Crate osm_io

source ·
Expand description

This crate provides tools used to manipulate the Open Street Map data.

The basic OSM data model is broadly defined by OSM XML with Node and Way objects defining geometry and Relation and Tag objects providing unstructured extension mechanisms. Due to different uses of the OSM data, variety of data formats emerged to store and transmit it. Our main focus here are the following formats:

  • apidb - database schema backing OSM website
  • *.osm.pbf - a very efficient data format used to transmit OSM data that can be downloaded from http://download.geofabrik.de/ or from https://planet.openstreetmap.org/pbf/.

The goal at this stage is to be able to load large *.osm.pbf files, such as planet.osm.pbf into a Postgresql OSM database (apidb schema) and to dump an entire Postgres OSM database into a planet.osm.pbf file.
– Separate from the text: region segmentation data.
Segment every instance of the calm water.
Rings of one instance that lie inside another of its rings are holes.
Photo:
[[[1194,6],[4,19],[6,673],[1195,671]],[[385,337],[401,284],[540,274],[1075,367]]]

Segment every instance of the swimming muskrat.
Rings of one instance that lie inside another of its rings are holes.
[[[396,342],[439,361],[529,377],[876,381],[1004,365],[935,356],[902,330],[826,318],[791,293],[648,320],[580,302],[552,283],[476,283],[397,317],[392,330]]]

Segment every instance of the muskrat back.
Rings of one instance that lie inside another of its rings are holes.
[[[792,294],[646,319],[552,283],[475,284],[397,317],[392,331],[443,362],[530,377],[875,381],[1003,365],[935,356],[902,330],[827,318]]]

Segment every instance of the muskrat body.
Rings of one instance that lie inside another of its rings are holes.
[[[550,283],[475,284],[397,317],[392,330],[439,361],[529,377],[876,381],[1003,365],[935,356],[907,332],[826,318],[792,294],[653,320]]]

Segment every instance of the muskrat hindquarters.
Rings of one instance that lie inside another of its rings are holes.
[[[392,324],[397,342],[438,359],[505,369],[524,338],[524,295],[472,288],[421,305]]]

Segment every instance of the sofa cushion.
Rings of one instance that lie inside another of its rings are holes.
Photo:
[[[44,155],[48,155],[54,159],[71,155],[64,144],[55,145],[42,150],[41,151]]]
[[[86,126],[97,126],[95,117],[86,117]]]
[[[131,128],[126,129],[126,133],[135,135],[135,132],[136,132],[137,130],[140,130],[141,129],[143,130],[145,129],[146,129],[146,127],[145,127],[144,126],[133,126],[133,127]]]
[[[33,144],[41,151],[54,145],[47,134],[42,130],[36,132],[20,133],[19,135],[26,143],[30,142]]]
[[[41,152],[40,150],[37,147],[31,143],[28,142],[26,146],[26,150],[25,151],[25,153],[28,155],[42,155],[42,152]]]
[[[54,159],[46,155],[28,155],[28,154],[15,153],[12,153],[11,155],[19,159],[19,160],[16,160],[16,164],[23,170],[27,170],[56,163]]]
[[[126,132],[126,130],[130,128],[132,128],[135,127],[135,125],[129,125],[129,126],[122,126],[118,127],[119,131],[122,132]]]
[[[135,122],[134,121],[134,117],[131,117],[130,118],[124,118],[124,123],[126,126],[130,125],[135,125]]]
See osm-admin

Because the data sets are very large, a special attention is given to maintaining control over memory size and utilizing multiple CPU cores whenever is possible.

§Roadmap

  • implement *.osm.pbf reader and writer - Done
  • implement *.osm.pbf parallel reader and parallel writer - Done
  • implement apidb reader and writer - Done
  • provide basic filtering (see example below) - Done
  • convert between *.osm.pbf and apidb and vice versa - Done see examples.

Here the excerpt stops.